Wealthy residents of luxury apartment buildings in Singapore have a problem: where to park their expensive cars. The Hamilton Scotts residential building in the Asian city-state has come up with a solution. Elevators take cars straight up to apartments and park them in the living rooms.
The “parking lot in the sky” is the building’s standout feature. Residents can transport their cars to their apartments, whether they live on a lower floor, the penthouse, or anywhere in between. The project’s director said the goal was to make a car a part of the living room ensemble, like a piece of furniture.

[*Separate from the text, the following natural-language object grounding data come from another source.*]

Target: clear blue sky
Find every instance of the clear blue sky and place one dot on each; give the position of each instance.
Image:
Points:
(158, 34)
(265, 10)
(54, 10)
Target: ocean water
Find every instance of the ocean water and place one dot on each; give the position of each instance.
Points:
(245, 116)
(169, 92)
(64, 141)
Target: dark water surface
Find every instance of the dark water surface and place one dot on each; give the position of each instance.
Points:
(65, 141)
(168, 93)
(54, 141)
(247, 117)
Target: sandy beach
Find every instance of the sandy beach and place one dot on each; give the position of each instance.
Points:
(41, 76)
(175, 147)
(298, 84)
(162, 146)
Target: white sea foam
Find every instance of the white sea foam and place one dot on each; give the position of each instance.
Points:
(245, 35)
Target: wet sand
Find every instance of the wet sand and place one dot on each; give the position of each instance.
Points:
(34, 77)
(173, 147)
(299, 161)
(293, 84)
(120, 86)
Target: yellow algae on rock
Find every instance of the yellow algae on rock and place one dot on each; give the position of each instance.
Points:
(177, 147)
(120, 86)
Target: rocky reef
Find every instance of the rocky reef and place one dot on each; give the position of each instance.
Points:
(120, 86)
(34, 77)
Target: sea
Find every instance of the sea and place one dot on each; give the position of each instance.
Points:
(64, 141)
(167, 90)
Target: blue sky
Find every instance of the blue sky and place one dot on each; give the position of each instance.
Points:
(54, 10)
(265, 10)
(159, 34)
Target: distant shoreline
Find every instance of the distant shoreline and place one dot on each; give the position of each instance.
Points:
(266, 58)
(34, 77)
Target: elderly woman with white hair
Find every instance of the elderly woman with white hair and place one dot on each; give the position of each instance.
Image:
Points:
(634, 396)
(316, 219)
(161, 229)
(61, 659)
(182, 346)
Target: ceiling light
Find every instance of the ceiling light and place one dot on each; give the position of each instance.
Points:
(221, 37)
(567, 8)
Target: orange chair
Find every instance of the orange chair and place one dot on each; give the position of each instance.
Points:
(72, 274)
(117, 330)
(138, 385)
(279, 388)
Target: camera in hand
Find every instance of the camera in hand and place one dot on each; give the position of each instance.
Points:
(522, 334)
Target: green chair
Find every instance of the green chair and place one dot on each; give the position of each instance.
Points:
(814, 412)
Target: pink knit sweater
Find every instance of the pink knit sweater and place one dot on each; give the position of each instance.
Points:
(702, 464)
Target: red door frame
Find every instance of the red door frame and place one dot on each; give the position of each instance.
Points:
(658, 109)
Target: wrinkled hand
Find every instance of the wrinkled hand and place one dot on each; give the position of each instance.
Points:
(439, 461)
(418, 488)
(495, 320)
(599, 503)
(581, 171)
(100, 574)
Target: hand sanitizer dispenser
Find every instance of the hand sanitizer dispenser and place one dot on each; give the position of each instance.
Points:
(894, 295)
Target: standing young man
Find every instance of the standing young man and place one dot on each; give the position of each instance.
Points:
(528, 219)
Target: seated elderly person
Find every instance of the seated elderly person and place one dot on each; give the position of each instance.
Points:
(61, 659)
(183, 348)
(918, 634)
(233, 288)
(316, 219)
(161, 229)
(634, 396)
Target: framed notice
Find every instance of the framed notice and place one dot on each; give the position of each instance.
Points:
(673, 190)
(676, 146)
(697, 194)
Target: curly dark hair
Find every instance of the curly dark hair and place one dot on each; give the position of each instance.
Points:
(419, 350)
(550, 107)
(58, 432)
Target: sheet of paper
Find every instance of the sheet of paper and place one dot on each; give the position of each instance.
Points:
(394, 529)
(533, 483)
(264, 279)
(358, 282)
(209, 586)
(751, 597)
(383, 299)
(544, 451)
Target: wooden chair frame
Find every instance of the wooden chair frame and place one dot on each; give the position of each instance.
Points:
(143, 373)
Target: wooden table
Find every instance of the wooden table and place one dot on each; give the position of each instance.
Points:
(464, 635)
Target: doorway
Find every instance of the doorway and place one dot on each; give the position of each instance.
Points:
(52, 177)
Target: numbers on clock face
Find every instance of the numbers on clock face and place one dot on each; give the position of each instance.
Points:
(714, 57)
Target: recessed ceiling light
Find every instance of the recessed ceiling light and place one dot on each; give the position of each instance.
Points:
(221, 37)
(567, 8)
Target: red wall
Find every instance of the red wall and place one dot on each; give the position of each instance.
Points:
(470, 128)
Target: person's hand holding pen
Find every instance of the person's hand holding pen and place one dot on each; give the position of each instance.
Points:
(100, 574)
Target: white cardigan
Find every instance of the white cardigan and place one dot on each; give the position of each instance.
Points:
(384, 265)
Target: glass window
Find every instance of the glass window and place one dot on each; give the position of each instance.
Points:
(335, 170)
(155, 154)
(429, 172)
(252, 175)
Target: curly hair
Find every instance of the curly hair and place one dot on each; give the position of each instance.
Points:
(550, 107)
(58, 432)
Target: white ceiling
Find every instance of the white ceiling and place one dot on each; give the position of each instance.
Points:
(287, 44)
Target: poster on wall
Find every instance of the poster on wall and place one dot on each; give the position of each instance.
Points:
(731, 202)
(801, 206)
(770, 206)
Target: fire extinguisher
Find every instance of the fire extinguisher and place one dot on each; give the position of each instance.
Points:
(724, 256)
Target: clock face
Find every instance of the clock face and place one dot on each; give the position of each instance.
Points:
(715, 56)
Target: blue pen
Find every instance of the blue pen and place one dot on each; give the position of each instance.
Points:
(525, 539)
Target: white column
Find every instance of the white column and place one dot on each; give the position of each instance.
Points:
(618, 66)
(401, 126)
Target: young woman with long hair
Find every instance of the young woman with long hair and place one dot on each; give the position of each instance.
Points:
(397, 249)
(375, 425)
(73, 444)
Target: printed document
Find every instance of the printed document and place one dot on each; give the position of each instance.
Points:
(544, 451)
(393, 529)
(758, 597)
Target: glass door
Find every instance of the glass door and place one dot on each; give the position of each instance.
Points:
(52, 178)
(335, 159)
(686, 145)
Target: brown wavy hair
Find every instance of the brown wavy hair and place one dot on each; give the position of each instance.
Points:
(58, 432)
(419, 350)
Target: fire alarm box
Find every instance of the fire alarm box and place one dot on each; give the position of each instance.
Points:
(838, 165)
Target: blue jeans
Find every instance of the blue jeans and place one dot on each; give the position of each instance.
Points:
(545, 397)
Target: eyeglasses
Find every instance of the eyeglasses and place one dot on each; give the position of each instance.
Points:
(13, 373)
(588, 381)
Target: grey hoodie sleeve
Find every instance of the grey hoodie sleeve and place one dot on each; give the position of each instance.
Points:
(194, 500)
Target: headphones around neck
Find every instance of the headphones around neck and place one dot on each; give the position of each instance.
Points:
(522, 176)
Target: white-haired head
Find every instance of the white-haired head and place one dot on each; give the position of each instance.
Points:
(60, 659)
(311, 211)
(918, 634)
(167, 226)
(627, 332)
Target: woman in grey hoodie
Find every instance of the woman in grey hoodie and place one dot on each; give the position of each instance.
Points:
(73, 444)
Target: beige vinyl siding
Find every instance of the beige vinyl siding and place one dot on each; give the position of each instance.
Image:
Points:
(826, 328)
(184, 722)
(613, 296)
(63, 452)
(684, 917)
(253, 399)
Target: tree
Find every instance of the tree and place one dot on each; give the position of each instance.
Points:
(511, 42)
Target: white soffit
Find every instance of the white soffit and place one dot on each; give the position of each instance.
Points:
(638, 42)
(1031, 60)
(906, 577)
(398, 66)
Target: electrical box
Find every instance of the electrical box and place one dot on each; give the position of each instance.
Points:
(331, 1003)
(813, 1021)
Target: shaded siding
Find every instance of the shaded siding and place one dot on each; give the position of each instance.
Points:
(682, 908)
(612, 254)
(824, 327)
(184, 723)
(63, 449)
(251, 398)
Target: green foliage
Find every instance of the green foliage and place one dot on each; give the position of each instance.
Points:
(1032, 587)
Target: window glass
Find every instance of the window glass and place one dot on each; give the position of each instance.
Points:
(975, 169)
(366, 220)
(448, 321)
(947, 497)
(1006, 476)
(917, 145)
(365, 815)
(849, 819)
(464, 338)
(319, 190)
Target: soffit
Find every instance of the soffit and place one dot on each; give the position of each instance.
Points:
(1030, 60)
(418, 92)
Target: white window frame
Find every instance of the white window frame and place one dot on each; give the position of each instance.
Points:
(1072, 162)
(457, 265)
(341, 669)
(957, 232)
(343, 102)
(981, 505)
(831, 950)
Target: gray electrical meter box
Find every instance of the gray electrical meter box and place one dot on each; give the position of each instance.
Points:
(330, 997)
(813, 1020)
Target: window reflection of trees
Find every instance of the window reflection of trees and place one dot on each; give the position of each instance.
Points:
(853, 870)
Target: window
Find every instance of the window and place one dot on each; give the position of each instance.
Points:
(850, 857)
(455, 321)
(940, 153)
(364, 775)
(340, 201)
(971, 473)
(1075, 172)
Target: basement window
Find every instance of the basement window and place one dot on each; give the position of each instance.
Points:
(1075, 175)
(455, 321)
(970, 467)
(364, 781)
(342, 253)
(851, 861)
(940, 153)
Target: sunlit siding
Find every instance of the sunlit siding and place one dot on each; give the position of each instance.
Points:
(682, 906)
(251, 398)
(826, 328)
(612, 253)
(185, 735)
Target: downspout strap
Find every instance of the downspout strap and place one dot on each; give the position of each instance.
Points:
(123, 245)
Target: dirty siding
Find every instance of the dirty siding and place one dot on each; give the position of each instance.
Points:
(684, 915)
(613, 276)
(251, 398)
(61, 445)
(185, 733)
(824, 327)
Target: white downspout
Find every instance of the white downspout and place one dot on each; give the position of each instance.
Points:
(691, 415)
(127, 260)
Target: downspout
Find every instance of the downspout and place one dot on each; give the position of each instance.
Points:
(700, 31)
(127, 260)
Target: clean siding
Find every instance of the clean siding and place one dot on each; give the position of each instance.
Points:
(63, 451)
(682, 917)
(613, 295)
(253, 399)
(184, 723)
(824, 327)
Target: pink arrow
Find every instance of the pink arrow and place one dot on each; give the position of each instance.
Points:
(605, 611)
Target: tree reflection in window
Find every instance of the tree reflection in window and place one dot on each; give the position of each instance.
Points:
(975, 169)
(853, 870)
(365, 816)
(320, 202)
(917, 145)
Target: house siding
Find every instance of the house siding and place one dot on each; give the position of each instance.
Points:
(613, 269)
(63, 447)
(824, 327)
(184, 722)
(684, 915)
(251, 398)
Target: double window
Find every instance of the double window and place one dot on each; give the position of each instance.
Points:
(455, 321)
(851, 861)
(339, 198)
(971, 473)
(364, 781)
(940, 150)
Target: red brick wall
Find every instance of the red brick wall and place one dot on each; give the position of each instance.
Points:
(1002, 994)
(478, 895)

A resident drives a car into the basement, parks it on a movable metal plate, and enters a code or gives a fingerprint to start the transport process. The car is moved into an elevator shaft that carries it to the appropriate apartment. Each apartment’s sky garage is large enough to house two cars. Residents are not able to ride up to their apartments in their vehicles.
The Hamilton Scotts building was constructed shortly before the 2008 financial crash and soon began to struggle. China-based investment company Reignwood Group took over management of the building in 2013 because it saw long-term potential in the property and the Singapore market. The group wanted to find an iconic building to broaden its name and develop its business. Reignwood Group performed some renovations on the property and added some amenities, such as free breakfast for residents every day.
Hamilton Scotts has 36 floors with 56 units. The building is currently 70 percent occupied. Prices for a 2,755-square-foot apartment start at $10 million.
Singapore’s luxury real estate sector is still struggling. Prices are 20 to 30 percent below their peaks in 2007, even though Singapore has the highest per capita GDP in the world and 10 percent of households contain a millionaire. Luxury real estate prices in Singapore are less than half of those in Hong Kong. Members of the real estate sector believe this is due to government policies and a glut of supply.